By 10am the skies had cleared again and the wind filled in from the east and we were back under way pointing at Martinique once more. We did, however, spend the rest of the day back and forth to the mast putting reefs in and shaking them out of the mainsail as the winds increased and then eased once more; building to 27-29kts; easing to 17-18kts, occasionally accompanied by rain showers. If we hadn't been at sea over a fortnight already with the Caribbean in our sights now (figuratively if not literally) we may have left the mainsail deeply reefed and just furled and unfurled reefs in the headsail to suit the changing conditions but we have our hearts set on a Saturday night party in Le Marin and for that we need to put in the extra grunt work.
If we zoom out a little on our chart plotter now we can actually see ourselves on the same page as the Windward Islands which is a nice feeling. We zoomed right out for the first time in 2 weeks and saw how far we had come since we left the Canaries and how much further we are now from the African coast than the Caribbean.
It occurred to me this morning that today is probably "Blue Monday". That; usually wet and miserable, Monday in the middle of January that has been identified as officially "the most depressing day of the year". Christmas is over, the decorations have been put away, the initial enthusiasm for New Year dieting and novelty of dry January is wearing thin (excuse the pun) and First Great Western are running a service of excuses and apologies rather than trains in return for the eye-watering cost of a season ticket.
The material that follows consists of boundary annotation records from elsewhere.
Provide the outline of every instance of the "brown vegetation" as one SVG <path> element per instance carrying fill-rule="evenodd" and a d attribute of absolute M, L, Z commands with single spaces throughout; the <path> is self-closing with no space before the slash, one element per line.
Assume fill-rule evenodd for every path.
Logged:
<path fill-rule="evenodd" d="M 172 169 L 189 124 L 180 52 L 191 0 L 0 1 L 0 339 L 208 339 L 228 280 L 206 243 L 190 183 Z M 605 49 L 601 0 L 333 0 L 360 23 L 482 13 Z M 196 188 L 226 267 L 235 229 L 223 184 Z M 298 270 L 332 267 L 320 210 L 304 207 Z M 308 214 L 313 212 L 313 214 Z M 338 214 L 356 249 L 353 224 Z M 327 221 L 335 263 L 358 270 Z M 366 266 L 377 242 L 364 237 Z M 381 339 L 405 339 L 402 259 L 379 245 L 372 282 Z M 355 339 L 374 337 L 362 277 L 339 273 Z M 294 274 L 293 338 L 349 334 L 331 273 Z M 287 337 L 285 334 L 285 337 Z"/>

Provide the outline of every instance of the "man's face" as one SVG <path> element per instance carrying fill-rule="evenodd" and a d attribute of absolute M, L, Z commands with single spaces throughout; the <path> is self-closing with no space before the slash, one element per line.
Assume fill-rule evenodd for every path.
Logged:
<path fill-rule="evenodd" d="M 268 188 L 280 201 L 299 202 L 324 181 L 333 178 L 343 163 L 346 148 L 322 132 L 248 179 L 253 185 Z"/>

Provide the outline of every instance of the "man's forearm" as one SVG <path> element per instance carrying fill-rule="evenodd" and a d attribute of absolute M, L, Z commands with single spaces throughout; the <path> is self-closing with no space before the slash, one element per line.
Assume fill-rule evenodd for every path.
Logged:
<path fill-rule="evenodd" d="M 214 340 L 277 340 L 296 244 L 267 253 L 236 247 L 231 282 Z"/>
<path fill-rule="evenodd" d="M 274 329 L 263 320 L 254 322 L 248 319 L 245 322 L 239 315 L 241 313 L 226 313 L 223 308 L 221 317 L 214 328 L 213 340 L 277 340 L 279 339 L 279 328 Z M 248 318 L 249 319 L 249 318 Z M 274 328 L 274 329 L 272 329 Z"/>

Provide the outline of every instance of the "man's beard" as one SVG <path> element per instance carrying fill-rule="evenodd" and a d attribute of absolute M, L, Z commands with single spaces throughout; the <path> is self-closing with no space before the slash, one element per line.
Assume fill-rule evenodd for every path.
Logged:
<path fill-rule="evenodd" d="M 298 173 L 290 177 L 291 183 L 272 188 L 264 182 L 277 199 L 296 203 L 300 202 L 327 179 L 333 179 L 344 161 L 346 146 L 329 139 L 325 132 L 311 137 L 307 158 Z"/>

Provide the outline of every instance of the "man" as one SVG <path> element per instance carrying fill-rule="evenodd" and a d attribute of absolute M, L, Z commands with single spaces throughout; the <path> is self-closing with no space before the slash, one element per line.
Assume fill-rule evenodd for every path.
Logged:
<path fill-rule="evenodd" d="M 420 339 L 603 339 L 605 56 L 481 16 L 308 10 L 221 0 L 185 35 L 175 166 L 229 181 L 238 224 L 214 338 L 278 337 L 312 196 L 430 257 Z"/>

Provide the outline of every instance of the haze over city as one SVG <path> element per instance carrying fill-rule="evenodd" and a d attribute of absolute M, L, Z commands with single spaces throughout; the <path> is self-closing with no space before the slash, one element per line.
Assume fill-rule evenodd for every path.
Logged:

I wouldn't have expected to feel the "Blue Monday" effect all the way out here but perhaps just a little tiny bit; and is it that suprising? After all we are travelling by one of the very few modes of transport that is actually less punctual and less efficient than the British railway!
Despite today's conditions we have accumulated a very respectable daily run of 148.5nm and, we hope, despatched with our last Monday underway.